Born and raised secludedly in Hawaii surrounded by surfing and native music, Collin Desha picked up a ukelele at the age of 12 which kickstarted his creative passion. Years later, he moved to Los Angeles, keen to expand on his musical experiences. Having absorbed the vibrancy of the L.A. scene, Desha – now a multi-instrumentalist – created a home studio and created an act under the name of Low Hum. Since releasing an eponymous EP last year, he is now bringing out his debut full-length ‘Room To Breathe’, which is packed full of hazy, surf-pop goodness.
‘Comatose’ introduces us to the record at a slow and sweet pace, blended with fuzzy overtones providing a serene, spaced-out start to the journey. ‘Sink Your Teeth’ and ‘Sunchaser’ are punchier, with confident grooves complementing Desha’s silky smooth vocals which are reminiscent of Tame Impala, exuding vibes suited to warm summer nights.

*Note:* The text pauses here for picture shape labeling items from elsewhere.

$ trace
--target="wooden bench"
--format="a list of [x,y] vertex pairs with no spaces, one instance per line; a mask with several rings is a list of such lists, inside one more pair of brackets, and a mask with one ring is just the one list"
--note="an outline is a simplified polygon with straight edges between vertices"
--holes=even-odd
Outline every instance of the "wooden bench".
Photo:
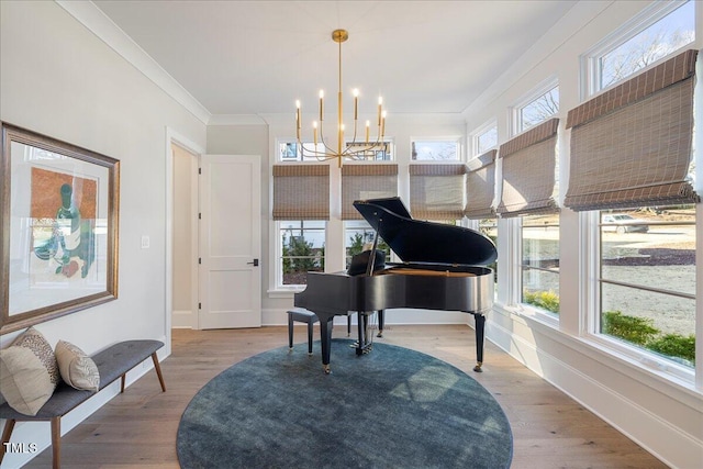
[[[121,378],[120,392],[124,392],[124,380],[127,371],[150,356],[154,360],[158,381],[161,384],[161,391],[166,392],[161,368],[156,356],[156,350],[163,346],[164,343],[159,340],[126,340],[114,344],[92,356],[91,358],[100,371],[99,390]],[[15,422],[48,421],[52,423],[53,467],[55,469],[60,468],[62,417],[96,393],[94,391],[81,391],[71,388],[60,381],[52,398],[40,409],[36,415],[22,414],[4,402],[0,405],[0,418],[7,418],[2,438],[0,439],[0,464],[5,454],[5,443],[10,442]]]

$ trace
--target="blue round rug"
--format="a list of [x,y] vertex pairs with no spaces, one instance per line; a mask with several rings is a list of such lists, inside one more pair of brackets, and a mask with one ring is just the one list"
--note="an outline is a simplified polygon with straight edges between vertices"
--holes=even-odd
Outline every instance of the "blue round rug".
[[183,412],[178,459],[194,468],[507,468],[503,410],[473,378],[386,344],[332,340],[332,375],[298,345],[234,365]]

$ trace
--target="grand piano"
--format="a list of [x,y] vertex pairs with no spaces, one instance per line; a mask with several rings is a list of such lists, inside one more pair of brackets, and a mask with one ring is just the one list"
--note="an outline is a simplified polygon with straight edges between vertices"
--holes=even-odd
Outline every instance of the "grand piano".
[[[486,267],[498,257],[493,242],[462,226],[413,220],[398,197],[357,200],[354,206],[376,232],[372,248],[362,253],[368,258],[366,268],[358,275],[308,272],[305,290],[294,295],[295,306],[320,319],[324,372],[331,372],[334,316],[358,313],[360,354],[369,343],[368,315],[392,308],[472,314],[478,361],[473,370],[481,371],[484,314],[493,305],[493,271]],[[402,263],[379,263],[379,236]]]

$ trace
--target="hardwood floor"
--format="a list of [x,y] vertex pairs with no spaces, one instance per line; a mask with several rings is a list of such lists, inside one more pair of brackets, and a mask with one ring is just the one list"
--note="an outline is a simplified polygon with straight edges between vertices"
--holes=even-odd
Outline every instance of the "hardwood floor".
[[[334,336],[346,336],[345,328],[335,327]],[[304,326],[295,327],[294,338],[300,344],[294,353],[304,356]],[[390,326],[376,340],[435,356],[481,382],[511,422],[513,468],[667,467],[491,343],[486,346],[484,372],[473,372],[473,330],[468,326]],[[172,354],[161,362],[167,391],[161,393],[154,371],[142,377],[64,435],[63,467],[178,468],[176,433],[196,392],[233,364],[287,344],[283,326],[175,330]],[[25,467],[51,467],[51,457],[47,449]]]

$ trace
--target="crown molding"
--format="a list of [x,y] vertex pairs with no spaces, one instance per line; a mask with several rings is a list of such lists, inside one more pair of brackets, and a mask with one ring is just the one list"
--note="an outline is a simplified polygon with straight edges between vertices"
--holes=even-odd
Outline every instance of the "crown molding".
[[122,56],[146,78],[152,80],[176,102],[186,108],[199,121],[208,125],[211,113],[192,97],[174,77],[140,47],[92,1],[55,0],[68,14],[92,32],[98,38]]
[[266,125],[268,121],[258,114],[212,114],[208,125]]

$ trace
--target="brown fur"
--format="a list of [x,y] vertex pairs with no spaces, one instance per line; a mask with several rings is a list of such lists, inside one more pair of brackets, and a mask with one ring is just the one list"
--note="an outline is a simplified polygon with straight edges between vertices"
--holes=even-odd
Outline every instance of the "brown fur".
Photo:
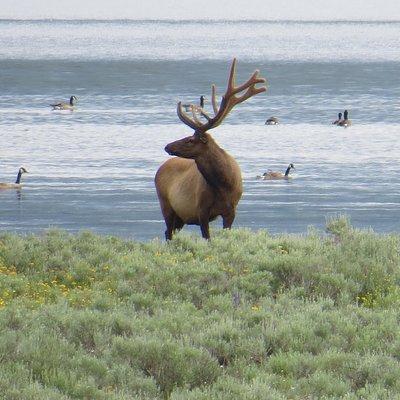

As a debut, ‘Room To Breathe’ does a great job of showcasing Desha’s variety both thematically and musically. ‘Crimson Cardinal’ and ‘Nebraska’ are vulnerable, tackling personal and emotional depth surrounding the struggles of depression and loss after the death of loved ones, posing poignant lines such as ‘Time tries to make you fade away’. Further on, the gritty, psychedelic ‘Strange Love’ (inspired by Stanley Kubrick’s ‘Dr Strangelove’) displays Low Hum‘s ability to ramp things up with its crunchy chugging chords and darker vocal tones.

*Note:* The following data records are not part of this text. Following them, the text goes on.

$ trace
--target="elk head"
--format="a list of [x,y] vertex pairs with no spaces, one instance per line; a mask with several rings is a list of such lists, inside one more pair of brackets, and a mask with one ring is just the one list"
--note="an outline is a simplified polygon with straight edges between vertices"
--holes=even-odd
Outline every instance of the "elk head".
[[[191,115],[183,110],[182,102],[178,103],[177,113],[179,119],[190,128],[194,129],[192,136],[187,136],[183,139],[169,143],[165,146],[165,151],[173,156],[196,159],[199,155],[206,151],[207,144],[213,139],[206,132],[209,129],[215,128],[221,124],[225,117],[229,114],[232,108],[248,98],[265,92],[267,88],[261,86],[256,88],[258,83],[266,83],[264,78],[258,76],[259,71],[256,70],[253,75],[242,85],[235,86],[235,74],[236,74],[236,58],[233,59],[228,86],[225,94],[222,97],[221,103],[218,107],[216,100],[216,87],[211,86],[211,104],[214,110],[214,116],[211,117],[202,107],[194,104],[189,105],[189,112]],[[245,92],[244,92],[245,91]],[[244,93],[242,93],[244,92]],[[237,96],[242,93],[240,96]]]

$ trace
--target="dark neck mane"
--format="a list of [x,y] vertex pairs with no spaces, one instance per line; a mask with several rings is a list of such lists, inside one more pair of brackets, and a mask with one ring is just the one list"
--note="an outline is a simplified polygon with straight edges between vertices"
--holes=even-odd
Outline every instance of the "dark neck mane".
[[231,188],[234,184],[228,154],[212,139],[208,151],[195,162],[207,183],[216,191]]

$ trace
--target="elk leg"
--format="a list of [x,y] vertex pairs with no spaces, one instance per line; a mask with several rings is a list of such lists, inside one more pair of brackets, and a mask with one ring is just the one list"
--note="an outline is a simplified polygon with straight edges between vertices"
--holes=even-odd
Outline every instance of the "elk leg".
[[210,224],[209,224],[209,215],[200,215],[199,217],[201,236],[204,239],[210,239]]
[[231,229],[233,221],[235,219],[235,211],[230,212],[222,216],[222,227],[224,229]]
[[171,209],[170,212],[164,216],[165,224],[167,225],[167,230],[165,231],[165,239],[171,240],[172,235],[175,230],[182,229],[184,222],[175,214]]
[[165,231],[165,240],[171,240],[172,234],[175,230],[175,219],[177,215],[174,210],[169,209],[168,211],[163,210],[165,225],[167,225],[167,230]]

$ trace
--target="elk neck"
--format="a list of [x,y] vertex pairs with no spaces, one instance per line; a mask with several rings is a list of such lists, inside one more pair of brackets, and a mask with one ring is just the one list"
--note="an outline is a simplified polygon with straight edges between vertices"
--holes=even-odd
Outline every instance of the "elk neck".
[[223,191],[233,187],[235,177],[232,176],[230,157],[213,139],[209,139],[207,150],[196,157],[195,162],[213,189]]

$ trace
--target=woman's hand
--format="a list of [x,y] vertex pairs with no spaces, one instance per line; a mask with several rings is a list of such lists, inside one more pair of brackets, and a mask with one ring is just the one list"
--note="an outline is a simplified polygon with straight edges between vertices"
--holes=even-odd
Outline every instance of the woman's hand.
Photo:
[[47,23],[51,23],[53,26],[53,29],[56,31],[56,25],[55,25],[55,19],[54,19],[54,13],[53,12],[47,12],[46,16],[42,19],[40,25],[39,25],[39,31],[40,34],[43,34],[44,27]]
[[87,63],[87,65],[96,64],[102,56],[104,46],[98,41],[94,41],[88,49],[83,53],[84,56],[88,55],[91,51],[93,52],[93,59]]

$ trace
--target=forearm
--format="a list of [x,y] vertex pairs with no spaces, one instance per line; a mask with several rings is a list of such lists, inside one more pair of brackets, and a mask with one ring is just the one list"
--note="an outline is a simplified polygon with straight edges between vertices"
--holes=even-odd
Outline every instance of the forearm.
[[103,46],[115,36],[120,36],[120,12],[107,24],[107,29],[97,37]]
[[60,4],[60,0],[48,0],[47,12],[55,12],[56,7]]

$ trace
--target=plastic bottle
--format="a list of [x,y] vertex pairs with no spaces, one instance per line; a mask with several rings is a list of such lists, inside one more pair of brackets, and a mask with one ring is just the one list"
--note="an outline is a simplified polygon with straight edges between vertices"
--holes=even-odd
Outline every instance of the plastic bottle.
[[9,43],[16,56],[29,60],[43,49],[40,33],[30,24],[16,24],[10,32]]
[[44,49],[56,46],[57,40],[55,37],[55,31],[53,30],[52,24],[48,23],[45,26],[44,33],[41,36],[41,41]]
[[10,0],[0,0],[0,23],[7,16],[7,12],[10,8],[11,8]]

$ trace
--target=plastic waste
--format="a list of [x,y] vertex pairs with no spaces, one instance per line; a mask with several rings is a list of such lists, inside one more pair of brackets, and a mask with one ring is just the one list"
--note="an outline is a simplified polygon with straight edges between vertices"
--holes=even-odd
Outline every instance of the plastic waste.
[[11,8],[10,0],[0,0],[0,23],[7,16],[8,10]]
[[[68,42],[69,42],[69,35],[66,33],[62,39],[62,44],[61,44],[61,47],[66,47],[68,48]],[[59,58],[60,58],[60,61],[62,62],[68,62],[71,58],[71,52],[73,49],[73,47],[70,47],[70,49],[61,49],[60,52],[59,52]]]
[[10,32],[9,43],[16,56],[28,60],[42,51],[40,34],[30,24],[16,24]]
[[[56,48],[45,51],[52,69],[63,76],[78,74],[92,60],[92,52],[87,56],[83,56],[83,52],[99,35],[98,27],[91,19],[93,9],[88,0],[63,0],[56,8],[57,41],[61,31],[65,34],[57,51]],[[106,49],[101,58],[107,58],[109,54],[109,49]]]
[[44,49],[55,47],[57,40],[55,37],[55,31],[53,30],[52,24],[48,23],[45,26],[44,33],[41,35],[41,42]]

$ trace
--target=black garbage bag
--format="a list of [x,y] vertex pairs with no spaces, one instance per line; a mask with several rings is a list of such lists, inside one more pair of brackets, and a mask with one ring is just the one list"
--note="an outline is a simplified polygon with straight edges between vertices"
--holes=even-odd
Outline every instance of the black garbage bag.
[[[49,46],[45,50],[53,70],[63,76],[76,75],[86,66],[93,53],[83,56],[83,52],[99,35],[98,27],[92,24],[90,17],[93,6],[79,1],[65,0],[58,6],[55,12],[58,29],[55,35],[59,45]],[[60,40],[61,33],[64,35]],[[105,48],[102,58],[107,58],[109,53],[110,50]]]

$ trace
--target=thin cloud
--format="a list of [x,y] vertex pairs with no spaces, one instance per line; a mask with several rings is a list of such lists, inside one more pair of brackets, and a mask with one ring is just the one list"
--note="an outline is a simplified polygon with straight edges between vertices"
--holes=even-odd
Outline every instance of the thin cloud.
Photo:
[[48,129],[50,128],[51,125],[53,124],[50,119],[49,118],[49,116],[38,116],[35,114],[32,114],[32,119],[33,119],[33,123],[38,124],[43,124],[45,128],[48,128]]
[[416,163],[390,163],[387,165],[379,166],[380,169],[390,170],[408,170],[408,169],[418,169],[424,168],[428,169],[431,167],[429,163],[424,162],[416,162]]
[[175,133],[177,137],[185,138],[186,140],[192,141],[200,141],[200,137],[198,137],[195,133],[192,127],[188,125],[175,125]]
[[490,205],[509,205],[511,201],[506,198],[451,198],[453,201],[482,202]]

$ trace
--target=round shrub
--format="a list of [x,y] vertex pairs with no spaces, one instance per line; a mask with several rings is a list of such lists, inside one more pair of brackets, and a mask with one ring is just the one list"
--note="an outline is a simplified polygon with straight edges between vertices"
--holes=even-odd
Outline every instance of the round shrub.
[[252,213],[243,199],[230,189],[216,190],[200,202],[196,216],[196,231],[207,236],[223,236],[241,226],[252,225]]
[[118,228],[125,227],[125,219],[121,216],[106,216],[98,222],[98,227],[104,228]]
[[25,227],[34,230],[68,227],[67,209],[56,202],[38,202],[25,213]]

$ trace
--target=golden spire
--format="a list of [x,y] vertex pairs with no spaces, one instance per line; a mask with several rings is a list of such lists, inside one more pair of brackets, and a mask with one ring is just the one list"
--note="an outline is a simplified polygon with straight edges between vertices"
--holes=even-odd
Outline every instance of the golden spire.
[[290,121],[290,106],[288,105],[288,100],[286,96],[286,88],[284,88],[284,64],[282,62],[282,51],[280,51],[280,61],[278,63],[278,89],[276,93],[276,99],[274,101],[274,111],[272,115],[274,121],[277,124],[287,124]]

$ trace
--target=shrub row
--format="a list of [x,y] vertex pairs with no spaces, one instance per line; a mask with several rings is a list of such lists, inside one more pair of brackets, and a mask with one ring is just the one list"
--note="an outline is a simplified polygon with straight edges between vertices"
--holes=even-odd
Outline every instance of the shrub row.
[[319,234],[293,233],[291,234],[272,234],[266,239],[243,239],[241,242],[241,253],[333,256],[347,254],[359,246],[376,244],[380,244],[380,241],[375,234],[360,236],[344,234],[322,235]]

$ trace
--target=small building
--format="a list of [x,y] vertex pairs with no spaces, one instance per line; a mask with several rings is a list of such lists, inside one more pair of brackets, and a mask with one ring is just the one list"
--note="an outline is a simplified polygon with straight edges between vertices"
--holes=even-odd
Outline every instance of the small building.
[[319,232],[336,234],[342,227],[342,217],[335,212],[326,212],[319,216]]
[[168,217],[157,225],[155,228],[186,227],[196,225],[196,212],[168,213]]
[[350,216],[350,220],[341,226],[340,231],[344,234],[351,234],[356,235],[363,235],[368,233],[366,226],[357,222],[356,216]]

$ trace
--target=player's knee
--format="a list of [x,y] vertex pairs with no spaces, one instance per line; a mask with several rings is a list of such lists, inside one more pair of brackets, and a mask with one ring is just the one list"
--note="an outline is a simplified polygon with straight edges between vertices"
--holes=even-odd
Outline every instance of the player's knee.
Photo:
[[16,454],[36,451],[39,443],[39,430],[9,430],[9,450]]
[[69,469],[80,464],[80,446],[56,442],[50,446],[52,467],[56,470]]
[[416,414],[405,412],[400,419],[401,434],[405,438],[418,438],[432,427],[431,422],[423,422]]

While ‘Room To Breathe’ serves as a good introduction to an intriguing and promising new artist, the continual fuzz of the record sadly means that it is hard to distinguish the tracks from each other and identify any that really stand out. This also leads to a lack of sense of direction, with songs seemingly blurring into one and little to drive the record forward. Despite this, it is still refreshing and an enjoyable listen nonetheless and we will certainly be hearing more of what Low Hum has to offer in the future.
‘Room To Breathe’ by Low Hum is released on 7th June on Last Gang Records.